In sich ist das Phänomen (autorieller oder) redaktioneller Arbeit am Alten Testament differenziert zu beschreiben. Zunächst ist zu fragen, in welchem Modus älteres Gut in einen bestimmten Text eingegangen ist: Bewahrt er Erinnerungen an ältere, gegebenenfalls mündliche Traditionen oder Überlieferungen, die in ihn eingegangen, aber nicht mehr als textliche Vorstufen rekonstruierbar sind (vgl. Schmid 2006f; Carr 2015)? Oder aber verarbeitet er vorgegebenes Material, das als solches noch literarkritisch aus seinem vorliegenden Kontext abhebbar ist? In diesem zweiten Fall ist es grundsätzlich hilfreich, redaktionelle Einträge und Bearbeitungen nach ihren literarischen Horizonten zu unterscheiden: Richtet sich eine redaktionelle Maßnahme nur auf den unmittelbaren Nahkontext der Einschreibung, bezieht sie sich auf einen Buchteil, ein ganzes Buch oder sogar eine Bücherfolge? Mit diesen unterschiedlichen Möglichkeiten ist jedenfalls zu rechnen. Es ist müßig, die eine oder andere Spielart zur Generaltheorie zu erklären, da der Nachweis nicht schwerfällt, dass es in dieser Hinsicht unterschiedliche redaktionelle Maßnahmen innerhalb des alttestamentlichen Schrifttums gegeben hat.

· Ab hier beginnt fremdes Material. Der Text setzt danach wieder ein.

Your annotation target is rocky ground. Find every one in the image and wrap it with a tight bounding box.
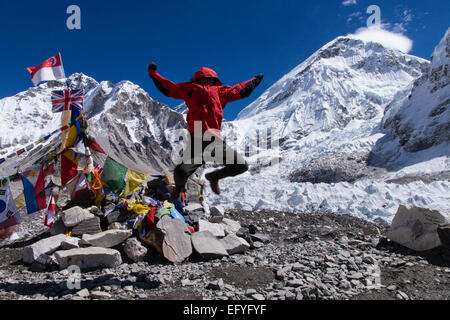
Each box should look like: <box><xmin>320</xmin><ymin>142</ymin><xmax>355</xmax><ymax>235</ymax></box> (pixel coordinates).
<box><xmin>0</xmin><ymin>210</ymin><xmax>450</xmax><ymax>300</ymax></box>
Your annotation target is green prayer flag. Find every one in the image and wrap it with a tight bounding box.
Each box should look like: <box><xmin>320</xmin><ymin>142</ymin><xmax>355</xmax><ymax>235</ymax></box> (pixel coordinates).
<box><xmin>100</xmin><ymin>157</ymin><xmax>128</xmax><ymax>194</ymax></box>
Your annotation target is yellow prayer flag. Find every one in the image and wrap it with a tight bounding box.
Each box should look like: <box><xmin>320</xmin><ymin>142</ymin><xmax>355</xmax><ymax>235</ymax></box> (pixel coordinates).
<box><xmin>122</xmin><ymin>169</ymin><xmax>149</xmax><ymax>196</ymax></box>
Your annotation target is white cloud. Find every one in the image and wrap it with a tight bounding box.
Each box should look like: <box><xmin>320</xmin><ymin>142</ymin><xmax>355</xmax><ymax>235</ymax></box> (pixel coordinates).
<box><xmin>348</xmin><ymin>26</ymin><xmax>413</xmax><ymax>53</ymax></box>
<box><xmin>342</xmin><ymin>0</ymin><xmax>356</xmax><ymax>6</ymax></box>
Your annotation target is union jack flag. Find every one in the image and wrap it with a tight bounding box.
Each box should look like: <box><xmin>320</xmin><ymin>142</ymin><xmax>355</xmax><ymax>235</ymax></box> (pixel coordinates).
<box><xmin>52</xmin><ymin>89</ymin><xmax>84</xmax><ymax>113</ymax></box>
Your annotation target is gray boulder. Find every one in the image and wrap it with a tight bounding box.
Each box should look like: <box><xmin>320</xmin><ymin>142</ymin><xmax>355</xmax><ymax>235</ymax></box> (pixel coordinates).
<box><xmin>219</xmin><ymin>233</ymin><xmax>250</xmax><ymax>255</ymax></box>
<box><xmin>198</xmin><ymin>219</ymin><xmax>225</xmax><ymax>237</ymax></box>
<box><xmin>221</xmin><ymin>218</ymin><xmax>242</xmax><ymax>234</ymax></box>
<box><xmin>191</xmin><ymin>231</ymin><xmax>228</xmax><ymax>260</ymax></box>
<box><xmin>123</xmin><ymin>238</ymin><xmax>148</xmax><ymax>262</ymax></box>
<box><xmin>183</xmin><ymin>203</ymin><xmax>205</xmax><ymax>214</ymax></box>
<box><xmin>61</xmin><ymin>237</ymin><xmax>80</xmax><ymax>250</ymax></box>
<box><xmin>61</xmin><ymin>207</ymin><xmax>95</xmax><ymax>228</ymax></box>
<box><xmin>82</xmin><ymin>230</ymin><xmax>133</xmax><ymax>248</ymax></box>
<box><xmin>55</xmin><ymin>247</ymin><xmax>122</xmax><ymax>270</ymax></box>
<box><xmin>156</xmin><ymin>216</ymin><xmax>192</xmax><ymax>263</ymax></box>
<box><xmin>387</xmin><ymin>205</ymin><xmax>450</xmax><ymax>251</ymax></box>
<box><xmin>23</xmin><ymin>234</ymin><xmax>66</xmax><ymax>263</ymax></box>
<box><xmin>72</xmin><ymin>217</ymin><xmax>102</xmax><ymax>236</ymax></box>
<box><xmin>209</xmin><ymin>206</ymin><xmax>225</xmax><ymax>223</ymax></box>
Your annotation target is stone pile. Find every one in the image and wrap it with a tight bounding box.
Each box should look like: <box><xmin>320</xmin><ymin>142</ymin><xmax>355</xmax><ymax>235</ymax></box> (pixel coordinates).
<box><xmin>23</xmin><ymin>176</ymin><xmax>260</xmax><ymax>271</ymax></box>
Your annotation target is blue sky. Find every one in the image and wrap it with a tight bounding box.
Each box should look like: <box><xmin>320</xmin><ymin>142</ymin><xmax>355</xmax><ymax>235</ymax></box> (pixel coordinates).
<box><xmin>0</xmin><ymin>0</ymin><xmax>450</xmax><ymax>120</ymax></box>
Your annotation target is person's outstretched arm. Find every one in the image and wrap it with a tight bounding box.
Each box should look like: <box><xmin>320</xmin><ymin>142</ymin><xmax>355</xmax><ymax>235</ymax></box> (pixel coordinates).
<box><xmin>148</xmin><ymin>62</ymin><xmax>189</xmax><ymax>100</ymax></box>
<box><xmin>223</xmin><ymin>74</ymin><xmax>264</xmax><ymax>103</ymax></box>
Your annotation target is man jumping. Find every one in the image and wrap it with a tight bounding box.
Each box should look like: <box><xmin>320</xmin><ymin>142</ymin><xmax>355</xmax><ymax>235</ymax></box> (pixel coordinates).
<box><xmin>148</xmin><ymin>62</ymin><xmax>264</xmax><ymax>201</ymax></box>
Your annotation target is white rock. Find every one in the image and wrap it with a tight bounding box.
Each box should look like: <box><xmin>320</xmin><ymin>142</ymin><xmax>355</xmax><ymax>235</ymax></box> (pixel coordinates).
<box><xmin>82</xmin><ymin>229</ymin><xmax>133</xmax><ymax>248</ymax></box>
<box><xmin>221</xmin><ymin>218</ymin><xmax>242</xmax><ymax>234</ymax></box>
<box><xmin>61</xmin><ymin>237</ymin><xmax>80</xmax><ymax>250</ymax></box>
<box><xmin>208</xmin><ymin>206</ymin><xmax>225</xmax><ymax>223</ymax></box>
<box><xmin>219</xmin><ymin>233</ymin><xmax>250</xmax><ymax>255</ymax></box>
<box><xmin>23</xmin><ymin>234</ymin><xmax>66</xmax><ymax>263</ymax></box>
<box><xmin>55</xmin><ymin>247</ymin><xmax>122</xmax><ymax>269</ymax></box>
<box><xmin>183</xmin><ymin>203</ymin><xmax>204</xmax><ymax>214</ymax></box>
<box><xmin>123</xmin><ymin>238</ymin><xmax>148</xmax><ymax>262</ymax></box>
<box><xmin>191</xmin><ymin>231</ymin><xmax>228</xmax><ymax>259</ymax></box>
<box><xmin>61</xmin><ymin>207</ymin><xmax>95</xmax><ymax>228</ymax></box>
<box><xmin>198</xmin><ymin>219</ymin><xmax>225</xmax><ymax>237</ymax></box>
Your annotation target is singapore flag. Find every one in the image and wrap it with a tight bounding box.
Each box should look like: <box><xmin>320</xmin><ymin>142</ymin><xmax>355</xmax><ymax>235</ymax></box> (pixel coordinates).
<box><xmin>27</xmin><ymin>53</ymin><xmax>66</xmax><ymax>86</ymax></box>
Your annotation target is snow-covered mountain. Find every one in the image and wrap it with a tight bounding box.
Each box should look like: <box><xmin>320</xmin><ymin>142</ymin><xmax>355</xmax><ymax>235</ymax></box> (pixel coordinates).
<box><xmin>372</xmin><ymin>28</ymin><xmax>450</xmax><ymax>165</ymax></box>
<box><xmin>0</xmin><ymin>74</ymin><xmax>186</xmax><ymax>176</ymax></box>
<box><xmin>0</xmin><ymin>32</ymin><xmax>450</xmax><ymax>222</ymax></box>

Ein Beleg einer nur unmittelbar auf den Nahkontext beschränkten Ergänzung findet sich etwa in 1Sam 9,9, wo erklärt wird, dass roʾɛʰ („Seher“) eine altertümliche Bezeichnung für nāḇîʾ („Prophet“) sei. Bereits einen größeren Buchabschnitt haben die Überschriften Am 3,1 und 5,1 im Blick: Sie dienen der Strukturierung von Amos 3–6 insgesamt (Jeremias 1988). Eine buchredaktionelle Einschreibung bietet etwa Jesaja 35, ein Brückentext zwischen Erstem und Zweitem Jesaja, der erstmals ein dannzumal entstehendes Großjesajabuch schafft (Steck 1985). Das vielleicht deutlichste Beispiel einer bücherübergreifenden redaktionellen Maßnahme findet sich schließlich in der Aussagefolge der Überführung der Josephsgebeine von Ägypten nach Kanaan in Gen 50,25; Ex 13,19; Jos 24,32. Ausweislich ihrer Vor- und Rückverweise sind die betreffenden Stellen nicht anders als zu einer literarischen Schicht zugehörig vorstellbar (Schmid 1999c, 111).